Hi Willy,
And a second mail as i just thought of one extra thing you wrote that
maybe i misunderstand or perhaps confused you with a small remark about
cpu usage in my earlier mail (that was a side effect of my other earlier
but totally wrong code change..).
I'm suspecting we could have something wrong with the polled_mask, maybe
sometimes it's removed too early somewhere, preventing the delete(write)
from being performed, which would explain why it loops.

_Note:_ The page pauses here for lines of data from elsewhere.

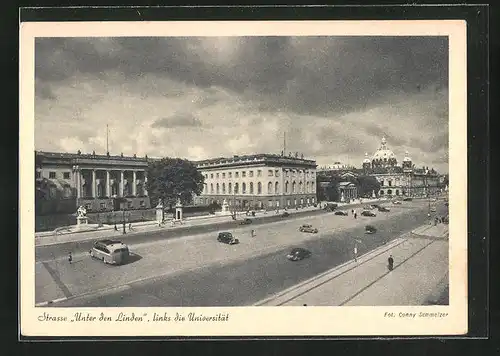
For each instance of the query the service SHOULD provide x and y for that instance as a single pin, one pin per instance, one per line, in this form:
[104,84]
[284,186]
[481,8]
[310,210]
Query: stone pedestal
[159,213]
[178,211]
[82,221]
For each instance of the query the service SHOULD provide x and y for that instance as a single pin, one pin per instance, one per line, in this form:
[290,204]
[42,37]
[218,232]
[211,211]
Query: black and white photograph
[203,172]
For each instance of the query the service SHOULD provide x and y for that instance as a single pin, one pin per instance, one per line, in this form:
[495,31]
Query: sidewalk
[420,267]
[58,236]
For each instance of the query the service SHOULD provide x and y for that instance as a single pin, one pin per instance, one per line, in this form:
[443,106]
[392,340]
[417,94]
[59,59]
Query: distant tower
[407,163]
[366,163]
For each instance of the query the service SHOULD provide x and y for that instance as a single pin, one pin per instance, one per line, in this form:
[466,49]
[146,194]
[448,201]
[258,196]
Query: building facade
[262,181]
[68,180]
[395,179]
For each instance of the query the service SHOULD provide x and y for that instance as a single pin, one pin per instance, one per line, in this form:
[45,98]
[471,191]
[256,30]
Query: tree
[366,185]
[170,179]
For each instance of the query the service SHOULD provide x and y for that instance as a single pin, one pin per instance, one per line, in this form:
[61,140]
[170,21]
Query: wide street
[196,270]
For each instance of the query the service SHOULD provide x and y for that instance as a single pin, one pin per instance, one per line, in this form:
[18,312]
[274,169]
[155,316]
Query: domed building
[399,180]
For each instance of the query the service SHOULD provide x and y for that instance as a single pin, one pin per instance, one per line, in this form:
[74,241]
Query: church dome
[366,160]
[407,157]
[383,153]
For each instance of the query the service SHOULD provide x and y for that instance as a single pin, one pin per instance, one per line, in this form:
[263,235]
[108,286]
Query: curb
[367,257]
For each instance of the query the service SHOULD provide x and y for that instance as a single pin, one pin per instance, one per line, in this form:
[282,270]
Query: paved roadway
[252,278]
[51,252]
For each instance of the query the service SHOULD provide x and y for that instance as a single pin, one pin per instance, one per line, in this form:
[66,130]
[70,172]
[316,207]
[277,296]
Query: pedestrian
[390,262]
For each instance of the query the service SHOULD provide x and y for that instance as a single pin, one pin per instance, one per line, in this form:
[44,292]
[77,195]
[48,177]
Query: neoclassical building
[404,179]
[69,180]
[261,181]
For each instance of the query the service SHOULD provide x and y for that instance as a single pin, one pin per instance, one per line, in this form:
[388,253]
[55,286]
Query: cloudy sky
[206,97]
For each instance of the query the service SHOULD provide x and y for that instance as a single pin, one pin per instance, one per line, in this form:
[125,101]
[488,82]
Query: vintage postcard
[277,178]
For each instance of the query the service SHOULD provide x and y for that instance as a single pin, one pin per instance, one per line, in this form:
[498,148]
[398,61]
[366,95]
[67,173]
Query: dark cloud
[177,120]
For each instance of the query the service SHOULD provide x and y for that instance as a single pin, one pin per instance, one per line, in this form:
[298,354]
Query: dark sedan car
[246,222]
[227,238]
[298,254]
[369,229]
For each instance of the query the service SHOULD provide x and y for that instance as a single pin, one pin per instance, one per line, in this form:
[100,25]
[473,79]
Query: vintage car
[341,212]
[246,222]
[227,238]
[308,228]
[369,229]
[298,254]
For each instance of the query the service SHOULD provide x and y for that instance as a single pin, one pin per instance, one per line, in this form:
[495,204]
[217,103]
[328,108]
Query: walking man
[390,262]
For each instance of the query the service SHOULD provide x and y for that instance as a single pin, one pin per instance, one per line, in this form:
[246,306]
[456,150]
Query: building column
[93,184]
[121,184]
[134,182]
[108,186]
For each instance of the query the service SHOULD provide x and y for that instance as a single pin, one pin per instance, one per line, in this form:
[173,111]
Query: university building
[66,181]
[261,181]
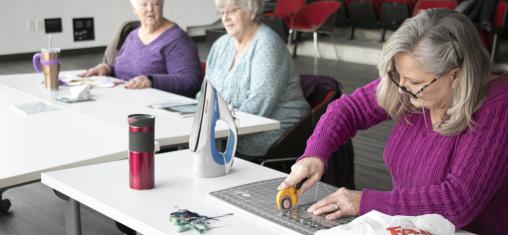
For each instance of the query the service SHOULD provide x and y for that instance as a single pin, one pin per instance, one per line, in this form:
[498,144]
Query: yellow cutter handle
[287,198]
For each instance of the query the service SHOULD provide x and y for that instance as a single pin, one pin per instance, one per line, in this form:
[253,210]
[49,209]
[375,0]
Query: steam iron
[208,161]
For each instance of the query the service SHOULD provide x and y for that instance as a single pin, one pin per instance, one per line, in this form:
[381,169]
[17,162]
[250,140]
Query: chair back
[118,40]
[428,4]
[285,9]
[319,91]
[498,21]
[316,13]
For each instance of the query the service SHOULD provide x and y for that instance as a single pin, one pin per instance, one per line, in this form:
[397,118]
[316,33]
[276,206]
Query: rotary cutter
[288,198]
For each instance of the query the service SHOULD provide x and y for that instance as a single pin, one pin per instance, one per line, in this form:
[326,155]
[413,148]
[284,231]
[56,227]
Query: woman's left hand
[138,82]
[343,202]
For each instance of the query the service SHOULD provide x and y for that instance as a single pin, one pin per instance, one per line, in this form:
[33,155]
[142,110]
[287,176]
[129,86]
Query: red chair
[498,23]
[364,14]
[394,13]
[310,19]
[286,9]
[428,4]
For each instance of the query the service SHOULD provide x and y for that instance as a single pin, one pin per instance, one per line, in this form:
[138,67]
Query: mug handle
[36,62]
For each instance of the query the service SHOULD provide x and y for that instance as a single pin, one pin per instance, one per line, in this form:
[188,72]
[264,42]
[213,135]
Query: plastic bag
[376,222]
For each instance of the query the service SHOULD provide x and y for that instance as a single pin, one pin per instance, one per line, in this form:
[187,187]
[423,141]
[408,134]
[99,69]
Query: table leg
[72,218]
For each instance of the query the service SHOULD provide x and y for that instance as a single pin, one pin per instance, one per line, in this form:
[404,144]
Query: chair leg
[316,46]
[352,35]
[290,37]
[334,43]
[295,43]
[494,48]
[383,36]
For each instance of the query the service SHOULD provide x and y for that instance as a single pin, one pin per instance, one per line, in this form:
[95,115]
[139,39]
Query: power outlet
[83,29]
[30,25]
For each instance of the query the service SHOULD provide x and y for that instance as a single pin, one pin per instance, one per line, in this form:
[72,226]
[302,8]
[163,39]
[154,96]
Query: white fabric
[376,222]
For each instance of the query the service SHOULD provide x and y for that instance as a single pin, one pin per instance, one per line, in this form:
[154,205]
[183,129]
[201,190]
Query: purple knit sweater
[462,177]
[171,59]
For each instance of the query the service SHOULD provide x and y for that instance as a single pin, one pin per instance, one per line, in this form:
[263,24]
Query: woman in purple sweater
[158,54]
[448,151]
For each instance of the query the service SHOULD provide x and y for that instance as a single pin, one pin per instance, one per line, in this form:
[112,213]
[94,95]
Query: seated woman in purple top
[448,151]
[158,54]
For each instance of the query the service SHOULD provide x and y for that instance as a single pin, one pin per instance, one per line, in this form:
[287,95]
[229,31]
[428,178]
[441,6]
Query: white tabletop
[56,139]
[113,105]
[105,188]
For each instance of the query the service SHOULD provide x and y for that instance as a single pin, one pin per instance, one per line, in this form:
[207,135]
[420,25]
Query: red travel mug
[141,151]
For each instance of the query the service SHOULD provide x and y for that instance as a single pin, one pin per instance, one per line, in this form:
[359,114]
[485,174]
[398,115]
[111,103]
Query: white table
[113,105]
[105,188]
[35,143]
[88,132]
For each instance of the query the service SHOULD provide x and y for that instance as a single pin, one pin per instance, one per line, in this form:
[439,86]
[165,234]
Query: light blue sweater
[262,82]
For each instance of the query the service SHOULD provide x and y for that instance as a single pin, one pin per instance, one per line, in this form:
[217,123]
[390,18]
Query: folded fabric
[376,222]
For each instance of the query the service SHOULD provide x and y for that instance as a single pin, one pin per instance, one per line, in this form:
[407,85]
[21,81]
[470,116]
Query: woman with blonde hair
[158,54]
[252,69]
[448,151]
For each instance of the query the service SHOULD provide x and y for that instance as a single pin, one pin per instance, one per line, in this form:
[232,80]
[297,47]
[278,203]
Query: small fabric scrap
[376,222]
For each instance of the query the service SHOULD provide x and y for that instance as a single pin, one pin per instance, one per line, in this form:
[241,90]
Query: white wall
[15,36]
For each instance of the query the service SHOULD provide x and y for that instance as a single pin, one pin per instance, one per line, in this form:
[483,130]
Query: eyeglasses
[227,12]
[145,4]
[392,74]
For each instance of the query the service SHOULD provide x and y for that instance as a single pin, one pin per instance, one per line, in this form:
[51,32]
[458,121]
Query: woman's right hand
[309,167]
[99,70]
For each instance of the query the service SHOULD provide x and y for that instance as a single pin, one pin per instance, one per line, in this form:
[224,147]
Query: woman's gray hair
[440,40]
[135,2]
[255,7]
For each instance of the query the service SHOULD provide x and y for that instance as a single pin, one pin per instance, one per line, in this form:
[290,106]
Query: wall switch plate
[53,25]
[30,25]
[83,29]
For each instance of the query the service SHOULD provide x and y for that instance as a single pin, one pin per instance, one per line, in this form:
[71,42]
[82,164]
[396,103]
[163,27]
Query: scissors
[288,198]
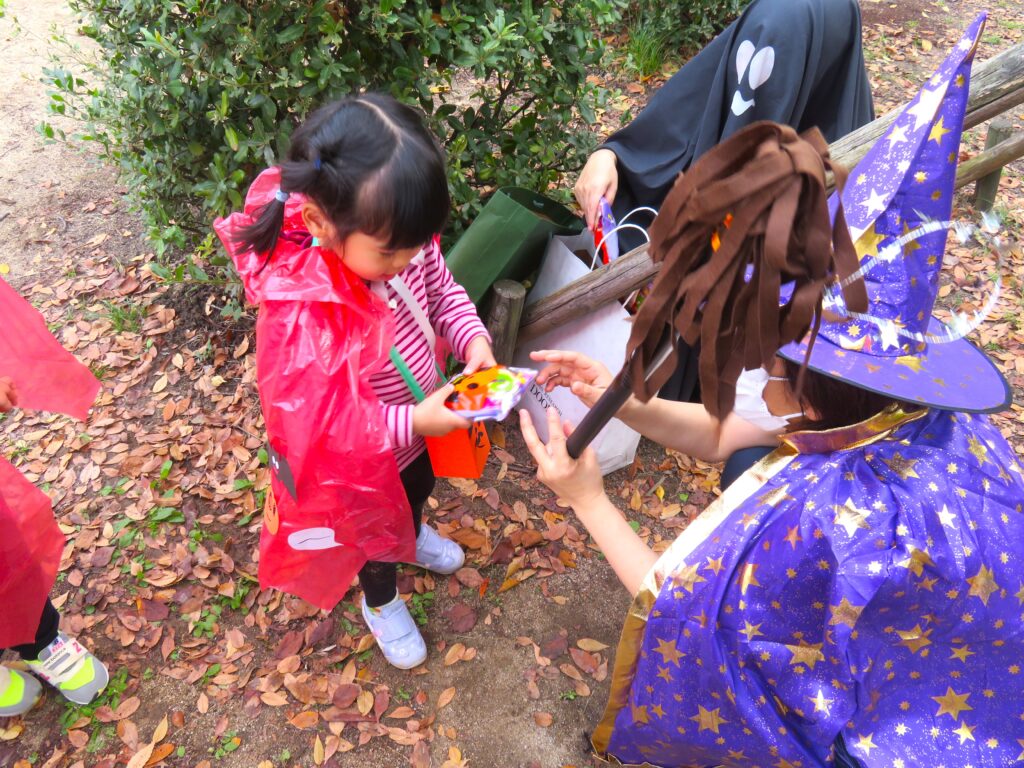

To clarify the issue is not that haproxy uses cpu by looping, the issue
is that haproxy prevents the page from loading in the browser. The 'fix'
on the old version after the commit introducing the issue was to call
the EV_SET write delete *less* often. Or maybe my understanding of what
is does is just wrong :).
Op 13-4-2018 om 0:57 schreef PiBa-NL:
Hi Willy,
Op 13-4-2018 om 0:22 schreef Willy Tarreau:
I'm suspecting we could have something wrong with the polled_mask, maybe
sometimes it's removed too early somewhere, preventing the delete(write)
from being performed, which would explain why it loops.
By the way you must really not try to debug an
old version but stick to the latest fixes.
Okay testing from now on with current master, just thought it would be
easier to backtrack if i knew what particular new/missing event would
possibly cause it. And it could have been simpler to find a fix just
after the problem was introduced, but it seems it ain't that simple :).
I'm seeing two things that could be of interest to test :
- remove the two "if (fdtab[fd].polled_mask & tid_bit)" conditions
to delete the events. It will slightly inflate the list of events
but not that much. If it fixes the problem it means that the
polled_mask is sometimes wrong. Please do that with the updated
master.
Removing the 'if polled_mask' does not fix the issue, in fact that
makes it worse. the "srvrep[0007:0008]: HTTP/1.1 401 Unauthorized" is
also not shown anymore without those checks..
- switch to poll() just to see if you have the same so that we can
figure if only the kqueue code triggers the issue. poll() doesn't
rely on polled_mask at all.
Using poll (startup with -dk) the request works properly.
Many thanks for your tests.
Willy
Regards,
PiBa-NL (Pieter)
Regards,
PiBa-NL (Pieter)